東山冬子さんは、すぐに誰とでもうちとけます。帰り道は、電車の中でも、誰かがやってきて話しかけます。 一緒にいるわたしにも話しかけます。わたしが話すと、話しかけた人はサッとあらぬ方向を見るのです。 そして、わたしの顔を見ないで、電車の窓の外か、隣の東山冬子さんの顔を見ながら、わたしへの返事の話をするのです。東山冬子さんは自分に話しているかのように、楽しげにうなづいて聞いています。 バイバイをするときは、そこにわたしはいないかのようになります。電車の中の他の乗客の中の一人という目で見られるのです。

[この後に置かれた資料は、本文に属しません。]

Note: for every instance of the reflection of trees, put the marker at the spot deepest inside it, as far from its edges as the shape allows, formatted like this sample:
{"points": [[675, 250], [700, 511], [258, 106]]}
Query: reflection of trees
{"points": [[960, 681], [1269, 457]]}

高校の授業の勉強は、むずかしく思えるようになりました。教室で、まわりの人と仲良く話すのがむずかしいと思えることと何か関係があるようにもおもえました。 授業中、先生が授業を楽しくしようとしているのが分かります。脱線して、自分の経験のことを話します。わたしにはこれがよく分からないのです。 今のこの教科書の学習のことと、先生の個人の経験とどうつながるのか?がどうしてもむすびつけられません。先生の話がつまらないというのではありません。クラスの生徒はおもしろがって笑っています。 わたしはひとりだけぎこちなくなって、頭を下げて笑えません。身の縮むような思いがします。黒板に書かれたことは、先生が前にいるとおもうと書きとれないのです。 わたしが学校を休むことなく行けたのは、いつも一緒に帰る東山冬子さんが優しかったからです。 たぶん、わたしは、どの教科も、参考書を見たり、辞書でコトバの意味をほつほつと調べたりしてできるだけ正しく文や文章の意味を分かろうとしたので、先生が嫌いにならずにすんだのかもしれません。 担任の先生は、励ましのつもりで言いました。 「大学に行っても、困ったことになるのは、話しかけても何を考えているのか分からないからだ。一人遊びの世界に入って脱け出せなくなるぞ」。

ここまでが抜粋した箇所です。